El aceite de colza, por sí mismo, no representa ningún riesgo para la salud. De hecho, es beneficioso. Sin embargo, la tragedia del síndrome tóxico en España está tan enraizada en el imaginario colectivo que es un producto imposible de comercializar. Desde el CSIC apuntan que “la palabra 'colza' se asocia con toxicidad”, mientras que en otros países europeos su venta está más que normalizada. Algo similar ocurrió también con el mercado de las oleínas —subproductos de la industria del aceite de alto valor nutricional— durante los primeros años tras la crisis, ya que los posibles compradores estaban “temerosos de verse implicados en las investigaciones provocadas por la colza”, según las tablas de cotización de la época publicadas por la revista Óleo.

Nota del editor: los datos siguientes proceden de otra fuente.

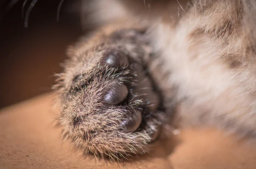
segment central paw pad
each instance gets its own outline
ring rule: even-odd
[[[151,50],[143,34],[115,32],[67,62],[67,78],[57,85],[60,124],[86,152],[114,158],[143,153],[158,138],[164,113],[144,60]]]

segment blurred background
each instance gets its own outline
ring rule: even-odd
[[[82,32],[79,0],[64,0],[56,20],[61,0],[38,0],[24,27],[23,0],[8,11],[11,1],[0,2],[0,108],[51,90],[54,72],[66,58],[65,50]],[[31,3],[28,0],[24,11]],[[76,11],[77,12],[74,12]]]

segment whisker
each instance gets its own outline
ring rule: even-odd
[[[24,21],[24,27],[26,28],[28,27],[29,17],[30,12],[38,1],[38,0],[33,0],[33,1],[31,2],[31,3],[30,3],[30,5],[29,5],[29,6],[26,11],[26,14],[25,15],[25,20]]]
[[[153,87],[142,87],[140,88],[138,90],[134,90],[134,92],[137,92],[138,91],[140,91],[140,90],[147,90],[147,89],[151,89],[151,90],[153,90],[154,89],[154,88]]]
[[[25,0],[22,4],[22,8],[21,9],[21,18],[24,19],[24,10],[25,9],[25,6],[28,0]]]
[[[64,0],[61,0],[58,4],[58,9],[57,10],[57,17],[56,18],[57,22],[59,21],[60,19],[60,11],[61,11],[61,7],[62,3],[63,3],[63,2],[64,2]]]
[[[137,97],[141,96],[147,96],[147,95],[148,95],[148,93],[141,93],[141,94],[137,94],[137,95],[135,95],[135,98],[136,98]]]

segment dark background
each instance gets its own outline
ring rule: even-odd
[[[79,1],[64,0],[57,22],[60,1],[38,0],[27,28],[21,18],[23,0],[7,12],[10,0],[0,3],[0,108],[51,90],[67,47],[82,34],[79,8],[78,12],[69,11],[74,2],[79,6]]]

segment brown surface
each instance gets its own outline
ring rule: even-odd
[[[182,131],[170,155],[169,145],[158,143],[140,160],[109,163],[82,157],[62,143],[54,127],[52,95],[46,94],[0,110],[1,168],[254,169],[256,149],[214,130]]]

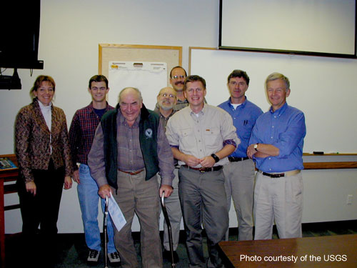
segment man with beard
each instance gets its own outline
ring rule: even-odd
[[[138,89],[124,89],[116,109],[103,116],[88,164],[99,195],[112,194],[126,220],[114,232],[121,267],[139,267],[131,235],[136,214],[141,226],[141,267],[161,268],[159,196],[164,192],[169,197],[173,191],[174,158],[159,116],[145,107]]]
[[[255,167],[253,160],[246,155],[246,149],[251,129],[263,111],[246,96],[249,86],[249,76],[246,72],[233,70],[228,76],[227,86],[231,96],[218,107],[231,114],[237,136],[241,139],[236,151],[228,157],[229,164],[223,167],[228,210],[233,199],[239,225],[238,240],[252,240]],[[228,238],[227,231],[226,240],[228,241]]]
[[[171,71],[170,71],[170,84],[171,84],[176,92],[176,103],[174,105],[174,111],[177,111],[181,110],[182,108],[185,108],[188,106],[188,101],[183,94],[183,81],[185,78],[187,76],[187,73],[185,69],[181,66],[176,66],[172,68]],[[206,102],[206,101],[205,101]],[[159,102],[155,105],[155,110],[159,111],[160,106]]]
[[[305,116],[288,105],[288,77],[273,73],[266,79],[271,106],[253,128],[247,155],[258,172],[254,188],[254,239],[271,239],[276,224],[279,238],[301,237]]]
[[[174,106],[174,109],[179,111],[182,108],[188,106],[188,101],[183,94],[183,81],[187,76],[187,73],[185,69],[181,66],[176,66],[172,68],[170,72],[170,84],[176,92],[176,103]]]
[[[166,129],[166,124],[169,119],[176,112],[174,110],[174,107],[176,103],[176,91],[171,87],[164,87],[157,96],[157,106],[155,108],[154,111],[160,116],[160,121],[161,125]],[[177,166],[177,161],[175,161],[175,165]],[[174,262],[177,263],[178,262],[178,255],[176,252],[177,246],[178,244],[178,239],[180,237],[180,225],[181,219],[182,218],[182,212],[181,210],[180,199],[178,197],[178,167],[175,169],[174,173],[175,174],[175,178],[172,181],[172,187],[174,188],[174,192],[171,195],[166,198],[165,200],[165,206],[166,207],[169,219],[170,220],[170,224],[171,225],[172,231],[172,240],[173,240],[173,249],[174,249]],[[161,182],[161,178],[159,178],[159,183]],[[164,254],[163,257],[167,260],[171,259],[171,251],[170,244],[169,240],[169,233],[168,233],[167,226],[164,222]]]
[[[189,267],[206,267],[202,225],[207,235],[208,267],[221,268],[218,242],[228,225],[223,165],[239,139],[231,116],[204,104],[206,81],[192,75],[185,79],[189,106],[177,111],[166,126],[174,157],[178,160],[179,197],[186,233]]]

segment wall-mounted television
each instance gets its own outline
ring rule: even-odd
[[[356,0],[220,0],[219,49],[356,58]]]
[[[40,0],[6,0],[1,6],[0,67],[44,69],[37,59]]]

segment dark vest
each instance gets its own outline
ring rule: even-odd
[[[106,112],[101,119],[104,135],[106,179],[109,184],[115,189],[118,189],[116,183],[118,172],[116,116],[119,109],[119,104],[116,106],[115,109]],[[143,104],[139,125],[140,147],[146,170],[146,180],[150,179],[159,172],[159,159],[157,156],[159,122],[159,116],[153,111],[148,110]]]

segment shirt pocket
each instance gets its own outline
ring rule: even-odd
[[[178,130],[180,137],[180,151],[192,152],[196,148],[196,137],[191,128]]]
[[[203,132],[204,142],[208,149],[221,149],[222,137],[219,129],[206,129]]]

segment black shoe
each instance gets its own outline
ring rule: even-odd
[[[162,255],[164,259],[168,262],[171,262],[171,252],[169,250],[164,249],[164,254]],[[178,255],[176,251],[174,251],[174,263],[178,263],[179,261]]]

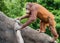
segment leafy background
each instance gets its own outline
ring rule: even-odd
[[[0,11],[4,12],[8,17],[16,18],[25,15],[25,5],[27,2],[36,2],[47,8],[55,15],[56,29],[59,34],[57,42],[60,43],[60,0],[0,0]],[[25,23],[28,19],[23,19],[21,22]],[[38,29],[40,20],[37,18],[35,22],[29,26]],[[48,28],[48,27],[47,27]],[[46,33],[51,35],[49,29]]]

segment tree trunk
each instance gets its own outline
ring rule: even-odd
[[[16,31],[14,30],[16,23],[14,19],[0,12],[0,43],[18,43]],[[21,26],[21,24],[19,24],[19,26]],[[17,28],[19,27],[17,26]],[[49,35],[39,33],[29,26],[22,29],[21,34],[24,43],[51,43],[52,41]]]

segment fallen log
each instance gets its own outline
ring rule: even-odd
[[[16,31],[14,30],[17,22],[0,12],[0,43],[18,43]],[[17,23],[18,24],[18,23]],[[21,24],[18,24],[21,26]],[[17,26],[17,28],[19,28]],[[27,26],[21,30],[24,43],[52,43],[52,38]],[[54,42],[53,42],[54,43]]]

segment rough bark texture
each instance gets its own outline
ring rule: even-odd
[[[15,20],[0,12],[0,43],[18,43],[14,31]],[[25,43],[51,43],[52,38],[45,33],[26,27],[21,30]]]

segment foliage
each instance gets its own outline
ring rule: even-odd
[[[25,14],[26,2],[36,2],[47,8],[55,15],[56,28],[60,35],[60,0],[0,0],[0,11],[3,11],[7,16],[16,18]],[[28,19],[24,19],[21,22],[25,23]],[[38,29],[40,26],[40,20],[37,19],[30,26],[34,29]],[[49,31],[47,32],[49,35]]]

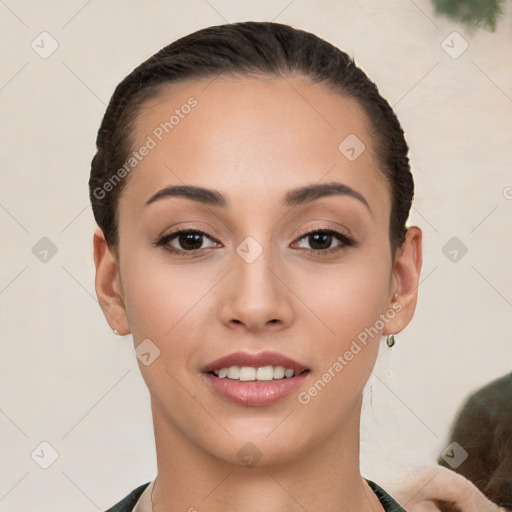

Pero estas no son las consecuencias más graves de la crisis. En 2018, The Objective publicó un reportaje sobre “los olvidados” del síndrome tóxico. Son víctimas del síndrome tóxico que sufren patologías y dolor crónico y que denuncian no tener acceso a las subvenciones. Están organizados en la Plataforma de las Víctimas del Síndrome de Aceite Tóxico, pero critican que no todos pueden acceder a la Federación de Enfermedades Raras “porque no es gratis”, y se quejan de que no reciben atención por parte de las instituciones.
La intoxicación por aceite de colza desnaturalizado, que debería haber sido utilizado para uso industrial, acabó con la vida de 330 personas en 1981, según la sentencia judicial. Era el resultado de una trama de compraventa de aceite adulterado que escapó al control sanitario del país y desató una grave crisis social y política en la España de la Transición.